At what point do delays become undetectable to surgeons performing surgery?
During the latency test we conducted, it was determined that surgeons began to feel the lag at 300 milliseconds, and in the 300-500 milliseconds range, surgeons attempted to compensate for the feeling by slowing their movements and becoming more conscious about every step.
The surgeons’ movements at this level were no longer one fluid stroke, but a sequence of individual steps connected together. Beginning at 600 milliseconds, most surgeons could no longer handle the latencies and performed the tasks unsafely.
How can lag times be tested?
We first tested a large number of surgeons at different lag times between 100ms and 1,000 ms. We did this with a simulator because the real surgical robots are not currently capable of operating through the internet.
From this we identified 0 to 200 ms as a range where latency is not visible to surgeons, 300 to 500 ms as a range where most could compensate for the effect, and 600 ms and higher as a level that is unsafe.
Then we measured the internet connection latency between a number of our hospital campuses. Within the city of Orlando our latency levels were always on the order of 5 ms, which is 40 times faster than the threshold of human perception.
When crossing to other cities in the state of Florida the latency was no higher than 150 ms.
What were the results of the most recent lag time test from Florida to other States?
Following the in-Florida tests we reached out to hospitals in Fort Worth, Texas and Denver, Colorado. Both of these tests delivered latency results of less than the 300 ms which are perceptible to surgeons.
Were you surprised by these results?
We were surprised that the levels across states were not significantly higher than the city-to-city results in Florida. In this environment, latency is largely determined by the number of hops which occur on smaller network connections, as opposed to the big internet trunks that cross the country.

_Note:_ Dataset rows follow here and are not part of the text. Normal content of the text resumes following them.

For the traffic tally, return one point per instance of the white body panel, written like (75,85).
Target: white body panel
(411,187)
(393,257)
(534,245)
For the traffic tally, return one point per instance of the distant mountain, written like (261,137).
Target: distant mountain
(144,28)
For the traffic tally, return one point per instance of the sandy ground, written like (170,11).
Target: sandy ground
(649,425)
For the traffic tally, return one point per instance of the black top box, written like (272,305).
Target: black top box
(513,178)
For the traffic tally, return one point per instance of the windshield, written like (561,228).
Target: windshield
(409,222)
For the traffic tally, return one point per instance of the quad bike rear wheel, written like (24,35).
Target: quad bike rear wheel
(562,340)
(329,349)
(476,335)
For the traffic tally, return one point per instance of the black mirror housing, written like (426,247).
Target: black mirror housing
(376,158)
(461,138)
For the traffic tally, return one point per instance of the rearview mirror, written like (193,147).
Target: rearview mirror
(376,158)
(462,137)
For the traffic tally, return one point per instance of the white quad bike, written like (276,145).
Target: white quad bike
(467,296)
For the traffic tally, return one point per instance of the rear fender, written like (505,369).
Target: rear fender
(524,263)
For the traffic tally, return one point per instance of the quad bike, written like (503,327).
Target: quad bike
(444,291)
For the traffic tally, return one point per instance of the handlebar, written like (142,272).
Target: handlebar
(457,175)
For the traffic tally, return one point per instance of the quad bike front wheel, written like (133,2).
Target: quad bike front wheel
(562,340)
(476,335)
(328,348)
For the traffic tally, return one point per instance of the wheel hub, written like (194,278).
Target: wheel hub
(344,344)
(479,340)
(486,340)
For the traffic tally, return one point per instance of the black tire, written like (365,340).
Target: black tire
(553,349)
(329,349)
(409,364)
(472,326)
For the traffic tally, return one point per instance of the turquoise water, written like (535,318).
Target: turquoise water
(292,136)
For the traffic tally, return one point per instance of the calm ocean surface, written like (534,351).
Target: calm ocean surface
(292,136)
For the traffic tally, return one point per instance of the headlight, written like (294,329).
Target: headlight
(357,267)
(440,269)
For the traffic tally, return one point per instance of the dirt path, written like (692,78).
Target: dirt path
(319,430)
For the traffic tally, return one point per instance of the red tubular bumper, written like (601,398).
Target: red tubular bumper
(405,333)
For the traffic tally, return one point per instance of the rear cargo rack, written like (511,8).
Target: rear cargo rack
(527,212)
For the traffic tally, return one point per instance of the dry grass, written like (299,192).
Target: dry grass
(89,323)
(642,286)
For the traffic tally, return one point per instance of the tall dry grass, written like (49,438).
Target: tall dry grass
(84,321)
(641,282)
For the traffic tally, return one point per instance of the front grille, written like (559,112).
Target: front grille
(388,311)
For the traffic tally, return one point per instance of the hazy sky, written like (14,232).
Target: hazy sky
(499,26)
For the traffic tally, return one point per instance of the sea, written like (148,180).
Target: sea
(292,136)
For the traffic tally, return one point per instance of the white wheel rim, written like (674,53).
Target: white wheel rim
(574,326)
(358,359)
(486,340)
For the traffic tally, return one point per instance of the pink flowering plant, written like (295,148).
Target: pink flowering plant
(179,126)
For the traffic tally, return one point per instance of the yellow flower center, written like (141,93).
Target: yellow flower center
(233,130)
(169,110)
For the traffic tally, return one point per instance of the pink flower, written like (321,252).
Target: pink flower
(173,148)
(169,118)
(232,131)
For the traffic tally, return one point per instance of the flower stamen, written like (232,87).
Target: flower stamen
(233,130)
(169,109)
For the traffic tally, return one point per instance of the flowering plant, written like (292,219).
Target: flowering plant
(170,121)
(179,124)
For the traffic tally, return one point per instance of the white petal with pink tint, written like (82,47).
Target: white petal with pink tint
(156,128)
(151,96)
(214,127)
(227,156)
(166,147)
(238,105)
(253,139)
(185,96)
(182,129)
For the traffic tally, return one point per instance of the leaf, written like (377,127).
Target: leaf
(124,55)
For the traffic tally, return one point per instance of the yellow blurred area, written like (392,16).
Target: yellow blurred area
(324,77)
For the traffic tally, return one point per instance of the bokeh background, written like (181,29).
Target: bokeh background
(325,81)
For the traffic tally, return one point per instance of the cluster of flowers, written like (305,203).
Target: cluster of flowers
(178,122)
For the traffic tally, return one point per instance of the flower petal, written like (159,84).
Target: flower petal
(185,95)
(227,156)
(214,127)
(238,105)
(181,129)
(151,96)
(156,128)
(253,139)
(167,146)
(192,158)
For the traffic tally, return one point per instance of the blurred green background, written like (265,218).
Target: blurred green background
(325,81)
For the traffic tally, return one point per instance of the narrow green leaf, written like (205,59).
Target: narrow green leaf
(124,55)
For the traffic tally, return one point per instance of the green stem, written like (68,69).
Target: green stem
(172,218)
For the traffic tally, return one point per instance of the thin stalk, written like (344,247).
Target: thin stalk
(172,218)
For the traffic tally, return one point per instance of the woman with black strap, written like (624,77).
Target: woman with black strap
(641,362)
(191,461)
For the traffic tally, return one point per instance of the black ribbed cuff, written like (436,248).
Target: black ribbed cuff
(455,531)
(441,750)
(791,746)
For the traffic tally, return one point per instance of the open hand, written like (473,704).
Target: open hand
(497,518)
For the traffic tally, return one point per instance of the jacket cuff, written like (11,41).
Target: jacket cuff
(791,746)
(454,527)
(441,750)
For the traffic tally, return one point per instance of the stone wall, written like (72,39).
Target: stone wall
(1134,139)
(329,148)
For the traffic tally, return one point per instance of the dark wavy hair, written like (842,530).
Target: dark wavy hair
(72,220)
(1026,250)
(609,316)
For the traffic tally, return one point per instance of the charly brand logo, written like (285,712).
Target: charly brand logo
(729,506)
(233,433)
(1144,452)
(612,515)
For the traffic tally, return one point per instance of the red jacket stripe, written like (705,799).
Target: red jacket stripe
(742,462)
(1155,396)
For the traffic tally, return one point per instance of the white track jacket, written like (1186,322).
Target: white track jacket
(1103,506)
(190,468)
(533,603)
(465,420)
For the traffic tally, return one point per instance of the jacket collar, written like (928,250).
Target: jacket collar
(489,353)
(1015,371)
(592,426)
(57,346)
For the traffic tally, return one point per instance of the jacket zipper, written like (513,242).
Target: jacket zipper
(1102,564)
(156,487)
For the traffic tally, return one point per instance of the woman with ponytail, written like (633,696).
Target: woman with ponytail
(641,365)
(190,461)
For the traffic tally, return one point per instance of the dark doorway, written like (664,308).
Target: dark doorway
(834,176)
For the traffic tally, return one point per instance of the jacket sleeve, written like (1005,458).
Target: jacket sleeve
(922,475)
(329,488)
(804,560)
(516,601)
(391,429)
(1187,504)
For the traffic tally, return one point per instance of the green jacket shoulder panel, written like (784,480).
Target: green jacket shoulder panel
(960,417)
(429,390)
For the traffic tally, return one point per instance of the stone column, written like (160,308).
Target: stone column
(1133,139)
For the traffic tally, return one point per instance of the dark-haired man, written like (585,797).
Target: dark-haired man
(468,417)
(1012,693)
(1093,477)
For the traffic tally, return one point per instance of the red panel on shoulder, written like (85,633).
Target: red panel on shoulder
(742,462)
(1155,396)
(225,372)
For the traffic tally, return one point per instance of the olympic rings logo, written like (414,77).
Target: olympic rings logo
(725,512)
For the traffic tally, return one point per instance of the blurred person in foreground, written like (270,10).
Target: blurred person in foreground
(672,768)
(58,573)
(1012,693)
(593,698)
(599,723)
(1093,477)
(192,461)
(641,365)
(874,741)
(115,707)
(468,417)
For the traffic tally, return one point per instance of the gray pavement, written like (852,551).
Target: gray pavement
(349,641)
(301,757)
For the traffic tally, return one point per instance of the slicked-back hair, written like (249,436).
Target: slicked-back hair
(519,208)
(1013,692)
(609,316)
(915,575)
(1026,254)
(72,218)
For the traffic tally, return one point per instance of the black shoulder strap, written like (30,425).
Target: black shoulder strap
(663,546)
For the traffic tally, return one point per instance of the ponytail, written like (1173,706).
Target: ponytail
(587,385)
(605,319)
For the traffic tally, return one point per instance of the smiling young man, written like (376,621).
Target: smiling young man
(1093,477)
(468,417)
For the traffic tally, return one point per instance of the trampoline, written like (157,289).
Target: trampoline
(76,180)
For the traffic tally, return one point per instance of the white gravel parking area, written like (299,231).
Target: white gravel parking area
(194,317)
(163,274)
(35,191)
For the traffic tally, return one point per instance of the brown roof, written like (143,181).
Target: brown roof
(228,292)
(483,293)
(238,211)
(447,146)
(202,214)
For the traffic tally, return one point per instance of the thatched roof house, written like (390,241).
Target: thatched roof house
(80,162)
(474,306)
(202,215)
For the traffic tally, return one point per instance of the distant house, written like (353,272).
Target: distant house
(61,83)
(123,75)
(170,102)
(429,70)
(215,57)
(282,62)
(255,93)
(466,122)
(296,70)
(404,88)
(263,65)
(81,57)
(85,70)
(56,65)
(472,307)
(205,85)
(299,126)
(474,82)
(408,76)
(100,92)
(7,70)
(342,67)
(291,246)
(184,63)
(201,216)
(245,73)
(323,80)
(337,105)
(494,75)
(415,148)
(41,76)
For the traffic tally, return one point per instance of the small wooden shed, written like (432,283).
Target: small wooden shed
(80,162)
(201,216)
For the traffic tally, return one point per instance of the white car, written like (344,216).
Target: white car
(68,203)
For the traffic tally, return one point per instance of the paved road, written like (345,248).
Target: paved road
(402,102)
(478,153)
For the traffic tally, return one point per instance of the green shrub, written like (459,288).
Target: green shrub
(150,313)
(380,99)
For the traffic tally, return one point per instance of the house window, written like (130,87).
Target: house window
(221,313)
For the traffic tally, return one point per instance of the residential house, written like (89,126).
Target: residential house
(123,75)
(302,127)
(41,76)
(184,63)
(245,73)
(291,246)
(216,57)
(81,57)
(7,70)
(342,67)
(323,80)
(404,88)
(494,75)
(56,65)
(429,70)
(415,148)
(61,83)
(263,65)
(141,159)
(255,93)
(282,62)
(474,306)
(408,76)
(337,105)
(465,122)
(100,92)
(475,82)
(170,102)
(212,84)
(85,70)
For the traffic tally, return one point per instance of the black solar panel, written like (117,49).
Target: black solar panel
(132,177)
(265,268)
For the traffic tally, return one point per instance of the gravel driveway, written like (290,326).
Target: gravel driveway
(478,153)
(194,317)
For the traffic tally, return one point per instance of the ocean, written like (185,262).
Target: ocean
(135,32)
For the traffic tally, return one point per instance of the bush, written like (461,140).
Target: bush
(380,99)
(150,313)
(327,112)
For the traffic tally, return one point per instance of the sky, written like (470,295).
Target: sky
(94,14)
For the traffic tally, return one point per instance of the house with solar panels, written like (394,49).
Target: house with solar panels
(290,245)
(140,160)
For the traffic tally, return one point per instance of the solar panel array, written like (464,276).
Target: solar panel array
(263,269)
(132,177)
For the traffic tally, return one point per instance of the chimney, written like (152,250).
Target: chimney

Overall we are surprised that latency levels have fallen to such reasonable levels since these kinds of experiments were done in the early 2000's. It looks like we really are approaching a "medical quality" internet.
In what ways could the technology be improved further?
Specific telesurgery devices are dependent upon a real customer for this kind of service. I do not think the social, medical, insurance, and legal communities are prepared to accept this as an alternative right now.
But the military is a unique customer, with unique needs, and a unique opportunity. They have the ability to fund the development of a telesurgery system and to deploy it to reach injured soldiers being brought off of the battlefield.
Defense funding kick-started the entire robotic surgery field in the late 1990's, but the communication networks were not ready for the telesurgery they envisioned.
Today the network is there. If the military used it to improve care to soldiers, that would be a huge step toward a more general civilian adoption. Until that happens, these kinds of systems are too big of a change to be embraced in a civilian medical environment.
What do you think the future holds for telesurgery?
Based on our current tests, we have determined that telesurgery is possible and generally safe today, and limitations are not due to lag time but factors associated with reliability, social acceptance, insurance and legal liability.
There are plans to test further distances in the future, but we remain confident that the networks that exist between hospitals today are more than developed enough to sufficiently support telesurgery.
Where can readers find more information?
Reader can find more information about how the study was conducted and the results by visiting https://www.nicholsoncenter.com/our-research/studies.
About Dr Roger Smith
Dr. Roger Smith is the Chief Technology Officer for Florida Hospital's Nicholson Center. He was previously the CTO for U.S. Army Simulation, Training and Instrumentation and a Research Scientist at Texas A&M University.
He remains on the Graduate Faculty at University of Central Florida and President of Modelbenders LLC. He is focused on bringing innovative technologies into medical education, treatment and services.